Col mio nome fu amore a prima vista per un esercizio affidatomi a scuola, in terza elementare: “Chiedete a mamma e papà perché, quando siete nati, hanno deciso di chiamarvi con il vostro nome”. Quell’esercitazione fu una sorta di annunciazione, per il bambino che ero: fino ad allora, mai avevo pensato che nel mio nome fosse nascosto un segreto d’andare a scoprire. Quella sera, dopo cena, lo chiesi a mamma e papà: “Posso farvi una domanda? Perché mi avete messo nome Marco?”. Rispose mamma, la memoria affettiva di casa. Rispose con gli occhi lucidi prima che con le parole: capii, scrutando quel luccichìo, che la mia domanda aveva intercettato la corda più delicata del suo cuore. Papà, lì vicino, lasciò a lei la meraviglia del racconto: “A sedici anni ho letto un racconto intitolato Dagli Appennini alle Ande (è uno dei dodici racconti di Cuore di Edmondo De Amicis, ndr). Il protagonista è Marco”.

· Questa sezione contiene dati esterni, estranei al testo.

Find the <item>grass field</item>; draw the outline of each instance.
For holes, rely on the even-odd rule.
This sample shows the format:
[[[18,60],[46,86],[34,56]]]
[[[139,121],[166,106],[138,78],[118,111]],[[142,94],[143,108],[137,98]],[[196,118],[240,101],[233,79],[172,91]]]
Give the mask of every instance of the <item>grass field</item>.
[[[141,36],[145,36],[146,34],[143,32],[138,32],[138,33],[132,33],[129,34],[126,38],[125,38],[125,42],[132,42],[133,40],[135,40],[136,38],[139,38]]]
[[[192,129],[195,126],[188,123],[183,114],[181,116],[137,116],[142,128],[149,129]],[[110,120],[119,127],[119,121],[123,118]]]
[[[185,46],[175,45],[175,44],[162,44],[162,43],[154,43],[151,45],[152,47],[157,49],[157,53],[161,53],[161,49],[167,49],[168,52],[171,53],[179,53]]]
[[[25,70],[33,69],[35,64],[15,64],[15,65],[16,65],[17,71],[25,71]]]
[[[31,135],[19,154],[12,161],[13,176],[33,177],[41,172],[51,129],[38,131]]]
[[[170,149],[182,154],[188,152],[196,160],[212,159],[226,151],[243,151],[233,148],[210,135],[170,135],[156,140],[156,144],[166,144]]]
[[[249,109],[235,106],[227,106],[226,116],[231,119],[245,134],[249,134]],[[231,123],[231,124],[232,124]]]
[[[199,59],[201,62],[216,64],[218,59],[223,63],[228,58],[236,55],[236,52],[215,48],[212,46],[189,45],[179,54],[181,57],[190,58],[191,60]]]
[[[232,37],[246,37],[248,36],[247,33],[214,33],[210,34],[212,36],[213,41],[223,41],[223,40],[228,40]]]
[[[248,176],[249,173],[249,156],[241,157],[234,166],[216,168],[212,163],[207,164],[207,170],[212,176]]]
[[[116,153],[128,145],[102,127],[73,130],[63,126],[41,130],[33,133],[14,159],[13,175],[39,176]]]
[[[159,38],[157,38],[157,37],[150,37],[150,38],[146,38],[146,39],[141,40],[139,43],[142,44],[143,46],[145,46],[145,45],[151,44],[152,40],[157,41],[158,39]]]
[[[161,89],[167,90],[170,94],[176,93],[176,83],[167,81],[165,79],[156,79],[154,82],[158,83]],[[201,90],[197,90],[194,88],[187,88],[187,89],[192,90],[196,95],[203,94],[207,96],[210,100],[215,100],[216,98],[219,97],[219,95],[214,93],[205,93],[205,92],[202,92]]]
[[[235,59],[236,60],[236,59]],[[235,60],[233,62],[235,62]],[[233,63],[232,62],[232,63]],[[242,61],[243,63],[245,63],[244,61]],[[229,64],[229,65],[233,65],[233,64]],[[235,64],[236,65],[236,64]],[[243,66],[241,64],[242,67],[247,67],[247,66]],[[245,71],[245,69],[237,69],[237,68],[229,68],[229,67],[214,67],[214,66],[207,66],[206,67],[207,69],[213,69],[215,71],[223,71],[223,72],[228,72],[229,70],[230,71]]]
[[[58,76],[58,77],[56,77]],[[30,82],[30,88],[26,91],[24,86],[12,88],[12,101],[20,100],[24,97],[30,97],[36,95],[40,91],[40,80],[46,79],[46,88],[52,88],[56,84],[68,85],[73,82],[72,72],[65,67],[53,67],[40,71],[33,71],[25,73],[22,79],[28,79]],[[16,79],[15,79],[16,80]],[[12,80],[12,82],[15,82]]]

E la mamma scoppia a piangere. “Vai avanti tu, che io mi metto sempre a piangere” dice al papà. Che, avvicinandosela, inizia a raccontarmi la storia di questo bambino che, da Genova, parte in nave per Buenos Aires per raggiungere la sua mamma, emigrata per lavoro. È ammalata, rifiuta di farsi curare. Marco, dopo mille vicissitudini, arriva fino alle Ande pur di cercarla tra le famiglie presso cui la mamma fa servizio. È stanco, affamato, senza soldi: è piccolo. Una carovana gli da un passaggio, poi lo lascia a metà strada: per giorni cammina da solo, finché incontra la mamma, peggiorata assai. Quando vede che Marco è arrivato fin laggiù per cercarla, si emoziona al punto da accettare l’operazione: guarirà. “L’ho letto quando avevo sedici anni – riprende la mamma –. E quel giorno mi sono detta: se avrò la grazia di diventare mamma e sarà un maschio, lo chiamerò Marco”. Quand’incontro qualcuno, ancora oggi rilancio la sfida della mia maestra: “Perché ti chiami così? (boh!) Chiedilo alla mamma e al papà, stasera”.

Questa gran donna ch’è mia madre è diventata mamma a trentatré anni, il mio papà ne aveva uno in più. Da quel racconto, però, scoprii un tesoro unico al mondo: quand’è diventata mamma, eran già diciassette anni che lei desiderava Marco, ancora prima di conoscere mio papà. Da quando lesse quel racconto, già le avevo messo in agitazione il cuore. Anche papà, finito il racconto, aveva gli occhi lucidi. Ancora oggi, quando qualcuno mi chiama per nome, mi ritrovo a viaggiare in nave “dagli Appennini alle Ande”: il mio nome mi sembra il vestito su misura, d’alta moda. E penso a tutti coloro che l’hanno indossato prima di me: Tullio Cicerone, Aurelio, Porcio Catone, Chagall, Morandi. Pantani. L’esploratore Marco Polo. Nel mio nome porto un po’ della loro vita, della loro follia: negli anni futuri, qualcuno porterà un po’ della mia. Sperando che san Marco (l’evangelista), sapendo che porto il suo nome, nel frattempo non mi chieda risarcimenti per danno d’immagine. Al suo Gesù, soprattutto.